Systalyze open-sources Utilyze, a GPU monitor that reads hardware performance counters directly to report true compute and memory bandwidth utilization, accurate within 2% of ground truth.
Key Takeaways
nvtop pins at 100% regardless of matrix size; Utilyze shows 2.6% at N=256, 32% at N=1024, 88% at N=4096, matching theoretical calculations within 2%.
DCGM’s SM Active metric also misleads: a memory-bound LLM decode workload shows 99% SM Active and 100% nvtop, while ground truth and Utilyze both report 6%.
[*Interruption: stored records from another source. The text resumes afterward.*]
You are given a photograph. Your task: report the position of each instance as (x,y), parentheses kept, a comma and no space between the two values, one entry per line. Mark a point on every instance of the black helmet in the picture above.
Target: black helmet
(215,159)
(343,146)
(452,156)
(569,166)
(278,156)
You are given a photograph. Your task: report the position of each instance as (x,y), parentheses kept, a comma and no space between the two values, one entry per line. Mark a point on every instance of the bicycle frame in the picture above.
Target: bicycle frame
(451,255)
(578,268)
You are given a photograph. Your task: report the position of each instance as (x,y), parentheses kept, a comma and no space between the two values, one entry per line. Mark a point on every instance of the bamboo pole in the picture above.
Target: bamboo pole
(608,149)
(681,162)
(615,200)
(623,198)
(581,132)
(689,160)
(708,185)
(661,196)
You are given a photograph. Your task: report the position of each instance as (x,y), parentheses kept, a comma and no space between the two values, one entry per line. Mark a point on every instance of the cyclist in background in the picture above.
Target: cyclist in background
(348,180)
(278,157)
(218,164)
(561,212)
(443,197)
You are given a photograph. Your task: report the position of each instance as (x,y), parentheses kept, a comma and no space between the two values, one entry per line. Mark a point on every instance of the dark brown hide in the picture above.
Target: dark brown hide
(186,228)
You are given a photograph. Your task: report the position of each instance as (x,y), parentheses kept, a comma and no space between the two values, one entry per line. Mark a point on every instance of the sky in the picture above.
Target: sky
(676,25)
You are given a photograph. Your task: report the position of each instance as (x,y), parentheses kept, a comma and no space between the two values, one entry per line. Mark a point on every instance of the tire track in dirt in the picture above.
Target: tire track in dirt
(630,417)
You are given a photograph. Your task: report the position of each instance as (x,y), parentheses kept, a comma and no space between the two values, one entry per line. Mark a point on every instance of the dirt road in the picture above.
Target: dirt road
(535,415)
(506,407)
Utilyze uses NVIDIA’s Nsight Perf SDK to cycle through hardware counters across rolling time windows, so overhead is negligible and measurement runs continuously in production.
The tool reports two headline numbers: Compute SOL % (achieved FLOPs / peak FLOPs) and Memory SOL % (achieved bandwidth / peak bandwidth), derived from the roofline model.
Attainable SOL % marks the realistic ceiling below 100% for a given model, hardware, and parallelism config; the gap between current SOL % and Attainable SOL % is the actual optimization budget.
Hacker News Comment Review
Early feedback flags that v0.1.3 covers compute visibility well but lacks the process list, memory usage, temperature, and fan speed that operators rely on in nvidia-smi, limiting day-to-day replacement potential.
Notable Comments
@xtimecrystal: requests adding memory usage, processes, temperature, and fan speed before Utilyze can fully replace nvidia-smi in daily workflows.